While the draft model is a smart solution to speed up inference and works surprisingly well given a ideal draft model, the solution is inherently complex which has limited wider adoption. Medusa is an alternative framework that was recently proposed which I happened to stumble upon during this inference tangent I'm on. There's a great figure providing an overview of the framework below.

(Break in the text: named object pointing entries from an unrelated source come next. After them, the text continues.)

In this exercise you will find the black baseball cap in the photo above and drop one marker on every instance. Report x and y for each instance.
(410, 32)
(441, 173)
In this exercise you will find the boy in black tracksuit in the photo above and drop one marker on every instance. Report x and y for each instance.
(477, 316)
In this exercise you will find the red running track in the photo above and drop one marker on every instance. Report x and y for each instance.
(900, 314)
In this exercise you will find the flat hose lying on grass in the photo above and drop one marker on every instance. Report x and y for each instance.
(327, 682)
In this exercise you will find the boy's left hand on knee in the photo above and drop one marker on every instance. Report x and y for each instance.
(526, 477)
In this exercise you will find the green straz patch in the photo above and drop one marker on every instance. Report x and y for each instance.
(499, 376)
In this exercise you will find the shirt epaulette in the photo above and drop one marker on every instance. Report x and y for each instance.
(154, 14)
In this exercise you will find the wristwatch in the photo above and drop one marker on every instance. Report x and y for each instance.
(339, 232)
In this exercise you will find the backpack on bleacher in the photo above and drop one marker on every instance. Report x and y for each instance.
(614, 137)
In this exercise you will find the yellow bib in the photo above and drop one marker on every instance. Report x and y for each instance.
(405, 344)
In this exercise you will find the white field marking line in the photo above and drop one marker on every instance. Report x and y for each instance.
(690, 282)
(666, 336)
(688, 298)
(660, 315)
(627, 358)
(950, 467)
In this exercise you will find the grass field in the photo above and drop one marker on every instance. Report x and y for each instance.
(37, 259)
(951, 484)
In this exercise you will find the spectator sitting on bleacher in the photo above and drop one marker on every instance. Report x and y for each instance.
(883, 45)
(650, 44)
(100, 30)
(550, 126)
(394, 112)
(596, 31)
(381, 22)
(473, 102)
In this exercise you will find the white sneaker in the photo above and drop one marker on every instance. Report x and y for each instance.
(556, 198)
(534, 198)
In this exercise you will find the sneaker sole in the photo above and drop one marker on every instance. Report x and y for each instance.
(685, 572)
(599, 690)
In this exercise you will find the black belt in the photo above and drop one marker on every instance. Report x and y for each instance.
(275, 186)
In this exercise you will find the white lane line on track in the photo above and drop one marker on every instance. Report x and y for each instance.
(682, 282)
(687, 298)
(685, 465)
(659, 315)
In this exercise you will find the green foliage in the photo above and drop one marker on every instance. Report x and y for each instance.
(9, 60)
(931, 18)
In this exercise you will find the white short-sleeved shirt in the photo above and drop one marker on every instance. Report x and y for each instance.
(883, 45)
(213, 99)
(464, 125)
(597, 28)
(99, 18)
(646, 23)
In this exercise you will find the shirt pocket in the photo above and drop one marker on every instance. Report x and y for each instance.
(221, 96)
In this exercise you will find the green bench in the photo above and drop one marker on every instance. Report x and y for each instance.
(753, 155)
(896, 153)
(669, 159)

It's a remarkably simple solution to a problem that is otherwise riddled with small complex optimizations. The medusa heads are akin to the language model head in the original architecture (the last feed-forward layer mapping hidden state to vocab), but instead of predicting the next token they predict multiple forthcoming ones. This is quite ingenious, after all transformer blocks we arrive with a final hidden state that typically is used to predict just the next token but instead they insert multiple heads in parallel used to predict further ahead. Now, you might be thinking what good this does us if we need to re-train the model with the medusa heads inserted? Well we don't! All we need is to fine-tune the model on the original corpus (or a new one generated by the model itself) with the original model frozen; only fine-tuning the medusa heads. The authors claim this converges extremely fast and is a highly parameter-efficient process. On the Vicuna models that were tested, Medusa heads achieve a top-1 accuracy of 60%, jumping to 80%(!) for top-5.

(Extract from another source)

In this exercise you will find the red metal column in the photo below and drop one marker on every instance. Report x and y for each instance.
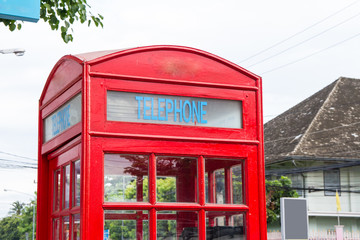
(152, 196)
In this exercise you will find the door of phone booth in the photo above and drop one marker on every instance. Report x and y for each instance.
(158, 142)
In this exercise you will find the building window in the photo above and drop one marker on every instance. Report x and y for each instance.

While 60% is decent, and probably usable on its own, there's great interest in leveraging the massive jump to 80% accuracy for top-5 predictions. This leads us into the next part of Medusa; tree attention. The authors allow each Medusa head to produce a number of predictions and form set of candidates from the cartesian product of these predictions. These candidates are attented do using tree attention with an appropriate mask that restricts attention to token predecessors. All in all I think the methods here are very crafty, and the results indicate a 2-3x speedup in inference which is great. The medusa heads seem to be trainable on just a single GPU, in less than a day (depending on model size).

Current state of Local LLMs

Local LLMs are extremely important for a lot of different actors in the field. OpenAI changes their API constantly, phasing out models, make changes to their TOS etc. Running models completely off-line, with a guarantee of data remaining in-house is in the interest of all companies looking to use generative AI. Unfortunately, no matter how many posts there are saying X model beats GPT on Y benchmark. The fact of the matter is that benchmark tests are not representative of real world performance. Some models may come close to GPT-3.5 on narrow tasks but we don't have anything close to GPT-4 at the moment. Models in the <30B parameter region typically require a lot of work, they have a hard time following instructions over time and your prompts have to be carefully crafted. We still lack a metric that translates well into every day use and we're still looking for something that comes close to the magic in GPT-4.